Breastfeeding is Your Ticket to Solitude
And that doesn’t necessarily mean loneliness – it can be the most precious time.
It’s something nobody else will ever experience with your baby. And it’s your trump card for every challenging situation: the ready-made excuse for those hectic family visits when you just need five minutes peace; the method for quieting your hysterical baby like nothing else can; a way to reinforce the bond between you when you’re losing your patience; even a technique for reasserting yourself as the primary caregiver when necessary. #onlymummywilldo
Extended Breastfeeding Just Happens Sometimes
I somehow never quite expected to reach the six month milestone, but I blinked and it was upon us: time to consider weaning options. I’d given little thought to how long I’d nurse, with ‘for as long as it feels right’ being my stock answer to the impertinent question. It is still my stock answer because the truth is ‘I don’t know’.
I once thought I’d never go beyond 12 months; it’s been 14 already.
Breastfeeding a Toddler is Quite Different to Breastfeeding a Baby
Extended feeding in public is difficult – my daughter doesn’t believe in modesty for feeding implements. In fairness, I’m quite blatant about using a glass or a fork in public so I don’t really blame her. We have an ongoing battle between my choice of discretion versus her forced exhibitionism. She usually wins, so I try to avoid feeding during the day now.

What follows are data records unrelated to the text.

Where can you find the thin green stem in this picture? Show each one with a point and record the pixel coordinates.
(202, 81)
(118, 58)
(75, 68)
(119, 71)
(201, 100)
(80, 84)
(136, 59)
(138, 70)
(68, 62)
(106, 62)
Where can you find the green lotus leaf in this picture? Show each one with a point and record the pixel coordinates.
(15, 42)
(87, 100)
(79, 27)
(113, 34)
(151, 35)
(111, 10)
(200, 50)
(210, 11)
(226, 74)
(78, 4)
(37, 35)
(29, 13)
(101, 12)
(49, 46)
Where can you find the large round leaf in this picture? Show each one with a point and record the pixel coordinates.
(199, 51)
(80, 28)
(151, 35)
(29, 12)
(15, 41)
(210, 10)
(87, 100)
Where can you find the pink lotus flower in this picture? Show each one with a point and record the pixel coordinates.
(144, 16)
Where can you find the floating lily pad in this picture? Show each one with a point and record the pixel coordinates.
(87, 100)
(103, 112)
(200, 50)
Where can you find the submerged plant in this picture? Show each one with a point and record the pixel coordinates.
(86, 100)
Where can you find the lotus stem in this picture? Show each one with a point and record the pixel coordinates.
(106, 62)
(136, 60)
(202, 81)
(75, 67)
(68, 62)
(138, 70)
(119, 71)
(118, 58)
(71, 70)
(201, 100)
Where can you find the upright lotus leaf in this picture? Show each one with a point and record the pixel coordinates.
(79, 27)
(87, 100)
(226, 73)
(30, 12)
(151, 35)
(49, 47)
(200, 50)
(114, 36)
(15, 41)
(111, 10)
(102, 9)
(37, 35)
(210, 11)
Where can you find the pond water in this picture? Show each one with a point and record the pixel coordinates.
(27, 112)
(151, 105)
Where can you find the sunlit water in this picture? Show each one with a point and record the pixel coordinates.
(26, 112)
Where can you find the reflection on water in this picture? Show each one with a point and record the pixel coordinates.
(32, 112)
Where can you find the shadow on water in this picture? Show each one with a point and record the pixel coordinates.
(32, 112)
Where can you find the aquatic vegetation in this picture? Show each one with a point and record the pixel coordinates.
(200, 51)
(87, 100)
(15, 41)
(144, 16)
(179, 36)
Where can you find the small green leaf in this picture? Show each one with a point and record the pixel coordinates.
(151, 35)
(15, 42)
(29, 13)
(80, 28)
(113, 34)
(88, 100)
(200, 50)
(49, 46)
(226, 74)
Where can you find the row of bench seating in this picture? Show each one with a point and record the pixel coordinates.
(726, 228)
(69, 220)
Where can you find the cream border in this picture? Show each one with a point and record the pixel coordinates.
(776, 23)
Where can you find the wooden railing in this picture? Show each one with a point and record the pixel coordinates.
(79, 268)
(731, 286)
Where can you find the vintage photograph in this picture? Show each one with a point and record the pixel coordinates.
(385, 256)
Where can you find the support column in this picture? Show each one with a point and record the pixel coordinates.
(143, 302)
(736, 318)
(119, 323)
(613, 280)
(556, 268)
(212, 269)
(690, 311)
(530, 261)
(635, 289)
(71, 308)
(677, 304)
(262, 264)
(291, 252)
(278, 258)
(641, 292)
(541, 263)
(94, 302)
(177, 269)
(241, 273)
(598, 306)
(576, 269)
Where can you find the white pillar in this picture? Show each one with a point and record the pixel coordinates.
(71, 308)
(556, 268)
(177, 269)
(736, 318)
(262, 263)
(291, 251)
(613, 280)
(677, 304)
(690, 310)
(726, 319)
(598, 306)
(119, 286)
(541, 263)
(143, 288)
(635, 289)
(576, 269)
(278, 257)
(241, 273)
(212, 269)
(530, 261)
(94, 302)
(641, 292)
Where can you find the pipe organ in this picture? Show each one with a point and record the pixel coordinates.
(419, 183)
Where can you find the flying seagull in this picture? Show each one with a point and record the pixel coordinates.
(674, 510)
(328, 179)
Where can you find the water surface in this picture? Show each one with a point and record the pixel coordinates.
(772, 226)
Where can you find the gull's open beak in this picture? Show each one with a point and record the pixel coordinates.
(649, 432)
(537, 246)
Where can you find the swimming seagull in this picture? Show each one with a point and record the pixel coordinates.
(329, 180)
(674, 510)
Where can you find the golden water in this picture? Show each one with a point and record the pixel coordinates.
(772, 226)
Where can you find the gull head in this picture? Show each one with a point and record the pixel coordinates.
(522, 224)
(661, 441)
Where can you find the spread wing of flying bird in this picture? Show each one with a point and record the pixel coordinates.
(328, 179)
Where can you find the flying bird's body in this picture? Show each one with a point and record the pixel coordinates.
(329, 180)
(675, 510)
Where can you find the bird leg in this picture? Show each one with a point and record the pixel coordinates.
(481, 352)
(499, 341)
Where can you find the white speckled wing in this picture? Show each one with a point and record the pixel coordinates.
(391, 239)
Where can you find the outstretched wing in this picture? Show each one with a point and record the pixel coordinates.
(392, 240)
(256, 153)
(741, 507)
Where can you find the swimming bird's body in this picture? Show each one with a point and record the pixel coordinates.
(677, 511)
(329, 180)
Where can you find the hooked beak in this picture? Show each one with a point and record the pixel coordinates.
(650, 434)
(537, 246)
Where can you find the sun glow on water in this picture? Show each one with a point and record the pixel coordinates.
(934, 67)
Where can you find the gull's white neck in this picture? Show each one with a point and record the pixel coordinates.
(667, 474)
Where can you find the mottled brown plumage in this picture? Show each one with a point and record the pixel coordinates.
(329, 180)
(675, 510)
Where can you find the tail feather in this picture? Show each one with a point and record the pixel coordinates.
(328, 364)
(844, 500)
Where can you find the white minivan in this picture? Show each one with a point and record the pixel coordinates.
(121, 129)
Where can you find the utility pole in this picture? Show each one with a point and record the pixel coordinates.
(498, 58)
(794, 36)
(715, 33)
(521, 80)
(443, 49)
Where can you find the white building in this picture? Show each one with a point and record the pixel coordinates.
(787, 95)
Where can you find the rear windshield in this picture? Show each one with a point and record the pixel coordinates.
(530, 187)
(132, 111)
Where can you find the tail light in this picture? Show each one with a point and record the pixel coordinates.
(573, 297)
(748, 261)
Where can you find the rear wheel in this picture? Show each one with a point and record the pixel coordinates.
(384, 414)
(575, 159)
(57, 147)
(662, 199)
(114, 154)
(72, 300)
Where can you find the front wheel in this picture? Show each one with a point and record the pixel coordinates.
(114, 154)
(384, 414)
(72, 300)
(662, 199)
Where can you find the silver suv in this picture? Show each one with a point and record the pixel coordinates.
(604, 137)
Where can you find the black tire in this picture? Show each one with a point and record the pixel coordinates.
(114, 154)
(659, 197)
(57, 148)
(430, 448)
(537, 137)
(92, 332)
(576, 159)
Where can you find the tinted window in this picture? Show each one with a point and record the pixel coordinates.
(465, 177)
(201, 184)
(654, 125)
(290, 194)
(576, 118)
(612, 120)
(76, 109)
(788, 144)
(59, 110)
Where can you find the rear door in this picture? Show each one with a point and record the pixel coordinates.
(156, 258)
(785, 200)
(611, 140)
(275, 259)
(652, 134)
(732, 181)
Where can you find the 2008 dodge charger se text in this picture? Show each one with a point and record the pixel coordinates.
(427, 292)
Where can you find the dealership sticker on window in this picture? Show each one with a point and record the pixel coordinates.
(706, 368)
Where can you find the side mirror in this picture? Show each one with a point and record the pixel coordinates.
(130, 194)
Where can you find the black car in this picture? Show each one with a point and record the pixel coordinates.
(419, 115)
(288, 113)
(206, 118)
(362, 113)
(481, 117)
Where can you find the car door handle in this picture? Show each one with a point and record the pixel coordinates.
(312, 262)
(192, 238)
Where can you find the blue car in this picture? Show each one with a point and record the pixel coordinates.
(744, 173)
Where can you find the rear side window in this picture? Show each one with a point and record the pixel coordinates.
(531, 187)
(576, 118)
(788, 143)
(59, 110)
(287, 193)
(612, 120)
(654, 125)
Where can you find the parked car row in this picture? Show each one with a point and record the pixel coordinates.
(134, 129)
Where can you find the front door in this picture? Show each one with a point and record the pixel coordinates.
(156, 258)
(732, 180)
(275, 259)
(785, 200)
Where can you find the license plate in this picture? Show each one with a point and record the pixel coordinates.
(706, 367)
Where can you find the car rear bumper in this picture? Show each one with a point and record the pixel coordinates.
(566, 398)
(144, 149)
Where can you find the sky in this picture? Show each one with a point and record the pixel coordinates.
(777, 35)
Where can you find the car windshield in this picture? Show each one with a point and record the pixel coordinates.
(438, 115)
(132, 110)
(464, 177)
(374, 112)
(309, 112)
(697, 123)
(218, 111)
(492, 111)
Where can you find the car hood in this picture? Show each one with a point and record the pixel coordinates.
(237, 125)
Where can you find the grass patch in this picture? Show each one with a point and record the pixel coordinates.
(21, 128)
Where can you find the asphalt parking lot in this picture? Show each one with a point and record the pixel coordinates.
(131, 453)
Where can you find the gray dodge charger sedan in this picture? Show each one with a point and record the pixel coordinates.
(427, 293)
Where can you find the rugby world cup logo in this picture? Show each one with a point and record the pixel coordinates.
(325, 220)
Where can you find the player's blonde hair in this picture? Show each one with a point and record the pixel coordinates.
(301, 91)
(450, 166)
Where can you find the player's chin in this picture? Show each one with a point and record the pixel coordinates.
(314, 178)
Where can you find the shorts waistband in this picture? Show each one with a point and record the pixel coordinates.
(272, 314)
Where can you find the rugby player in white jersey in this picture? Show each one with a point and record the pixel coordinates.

Weaning is Tough on Mum Too…
Trying to cut back or stop altogether is tough. It’s natural to comfort our babies and breastfeeding is the king of comforting. It feels cruel to refuse them, particularly when they’re too young to understand and simply feel rejected.
But it’s Important to Know When Your Baby Needs to Wean
And yet, I have to acknowledge that to a degree, I am also guilty of holding on to this marvel, not quite ready to give it up.
Alas, as the mother I must ascertain who most needs it – me or her.
And when I determined that my daughter was ready to be weaned, I knew I must force the issue.
The Final Shock?
So I’ve begun the process. Having bought into the ‘Breast is Best’ school of thought so intently, the realisation that my daughter was ready dawned slowly.
Having been so defensive of nursing her while she still seeks me out, it’s been a humbling experience – I had to re-evaluate our circumstances: seeking me out was not in itself indication that she still needed to be breastfed.
At twelve months old, her sleep was at about its worst ever. She was waking after a maximum of 90 minutes at a time and we were both exhausted. She was clingy, she had no interest in food, and she was miserable. Something had to change.
Though she is undeniably ready (proven, I believe, by what follows), she doesn’t know or understand it well enough to instigate the necessary measures of her own accord. As with all things, she relies upon me to guide her. And of course, I must step up.
I do not advocate cry it out, so I knew it would be incredibly tough. Suffice to say, we have not looked back. It’s a work in progress, but – It. Is. Working.
As parents, exercising tough love is an inevitability we will face time and again; unfortunately, it’s one of the not-so-nice aspects of the job. I just didn’t expect it so soon – I was confident I was safe until I had to leave her at the school gate.
I am still humbled by the realisation that while nursing your infant can be the best possible start for them in life, there does come a time when it is no longer the pinnacle – and intervention may become necessary. It may not be the natural transition we hope for, and it’s essential that we recognise and implement the required changes. Breastfeeding is for their good, not ours.